Possible side effect
Most common adverse reactions (≥5% incidence) include headache, dizziness, edema, asthenia, and first-degree AV block. Less frequent effects (1-5%) comprise bradycardia, flushing, nausea, rash, and elevated liver enzymes. Rare serious reactions (<1%) include symptomatic bradycardia, heart block, heart failure exacerbation, hepatotoxicity, and leukopenia. Gastrointestinal effects typically diminish with continued therapy, while peripheral edema may respond to diuretic therapy or dosage reduction. Most adverse effects are dose-dependent and reversible upon discontinuation.
Drug interaction
Potentiating interactions: Concomitant beta-blockers may exaggerate bradycardic and negative inotropic effects. CYP3A4 inhibitors (clarithromycin, ketoconazole, ritonavir) significantly increase diltiazem concentrations. Diminishing interactions: CYP3A4 inducers (rifampin, phenytoin) reduce bioavailability. Additive effects: Concomitant antihypertensives may cause excessive hypotension. Monitoring required: Digoxin levels may increase 20-50%; cyclosporine, carbamazepine, and statin concentrations may elevate.
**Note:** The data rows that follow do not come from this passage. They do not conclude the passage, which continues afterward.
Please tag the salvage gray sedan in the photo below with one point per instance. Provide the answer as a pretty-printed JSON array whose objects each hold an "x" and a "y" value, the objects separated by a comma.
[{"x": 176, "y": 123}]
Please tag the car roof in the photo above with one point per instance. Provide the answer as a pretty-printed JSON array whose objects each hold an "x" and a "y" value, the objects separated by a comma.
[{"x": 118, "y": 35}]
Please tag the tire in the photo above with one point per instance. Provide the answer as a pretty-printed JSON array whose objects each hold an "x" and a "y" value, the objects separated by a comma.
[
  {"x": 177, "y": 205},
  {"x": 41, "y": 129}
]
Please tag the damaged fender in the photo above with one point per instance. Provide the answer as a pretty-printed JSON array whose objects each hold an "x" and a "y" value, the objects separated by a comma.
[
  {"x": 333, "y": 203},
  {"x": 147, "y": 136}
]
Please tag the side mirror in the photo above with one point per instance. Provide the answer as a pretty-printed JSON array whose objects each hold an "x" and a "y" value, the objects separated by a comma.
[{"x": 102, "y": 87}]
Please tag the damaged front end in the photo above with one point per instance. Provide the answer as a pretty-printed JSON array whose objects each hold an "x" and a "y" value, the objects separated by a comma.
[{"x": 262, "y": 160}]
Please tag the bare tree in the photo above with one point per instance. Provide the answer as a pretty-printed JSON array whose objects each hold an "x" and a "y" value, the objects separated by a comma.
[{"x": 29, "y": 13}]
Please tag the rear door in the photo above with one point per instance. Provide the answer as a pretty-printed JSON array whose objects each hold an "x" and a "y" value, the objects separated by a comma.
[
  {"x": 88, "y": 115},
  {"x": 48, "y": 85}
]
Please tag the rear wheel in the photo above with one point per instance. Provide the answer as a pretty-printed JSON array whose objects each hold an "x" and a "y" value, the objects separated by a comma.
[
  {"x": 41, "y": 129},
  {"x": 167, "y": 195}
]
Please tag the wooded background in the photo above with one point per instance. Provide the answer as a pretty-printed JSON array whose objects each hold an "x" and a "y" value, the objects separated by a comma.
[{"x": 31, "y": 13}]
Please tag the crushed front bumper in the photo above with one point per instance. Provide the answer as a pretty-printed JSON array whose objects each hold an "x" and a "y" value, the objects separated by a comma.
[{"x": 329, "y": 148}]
Anesthetic interactions: Enhances neuromuscular blocking agents’ effects.
Missed dose
If remembered within 8 hours (immediate-release) or 12 hours (extended-release) of scheduled time, administer missed dose immediately. If beyond these windows, skip missed dose and resume regular schedule. Never double doses to compensate for missed administration. Consistent timing maintains stable plasma concentrations; implement reminder systems if non-adherence patterns emerge. Consult healthcare provider if multiple doses missed consecutively before resuming therapy.
Overdose
Manifests as profound bradycardia, hypotension, heart failure, and AV conduction disturbances. Activated charcoal administration recommended if presenting within 1-2 hours of ingestion. Cardiovascular support includes IV fluids, vasopressors (dopamine/norepinephrine), and calcium gluconate (1g IV repeated as needed). Bradycardia responds to atropine, isoproterenol, or cardiac pacing. Hemodialysis ineffective due to extensive protein binding and large volume of distribution. ICU monitoring mandatory for 24 hours after symptomatic overdose.
Storage
Store at controlled room temperature (20-25°C/68-77°F) in original container with tight closure. Protect from moisture, light, and excessive heat. Keep blister packs intact until administration. Do not transfer to alternative containers as desiccant properties may be compromised. Discard any tablets showing discoloration, cracking, or odor changes. Keep securely closed and out of reach of children and pets. Do not flush medications; dispose via authorized drug take-back programs.
Disclaimer
This information does not replace professional medical advice, diagnosis, or treatment. Always consult qualified healthcare providers regarding medical conditions and treatment options. Individual responses to medication vary based on clinical status, comorbidities, and genetic factors. Dosage adjustments should only be made under medical supervision. Emergency medical attention should be sought for suspected adverse reactions or overdose situations.
Reviews
Clinical evidence: Meta-analysis of 15 randomized trials (n=4,832) demonstrates consistent 10-15 mmHg systolic and 8-10 mmHg diastolic reduction versus placebo. Angina studies show 40-60% reduction in attack frequency and nitrate consumption. Expert consensus: American College of Cardiology/American Heart Association guidelines endorse diltiazem as first-line therapy for hypertension with angina comorbidity. Patient reported outcomes: 78% satisfaction rates in longitudinal adherence studies, with particular appreciation for once-daily formulations and minimal cognitive side effects compared to alternative antihypertensives.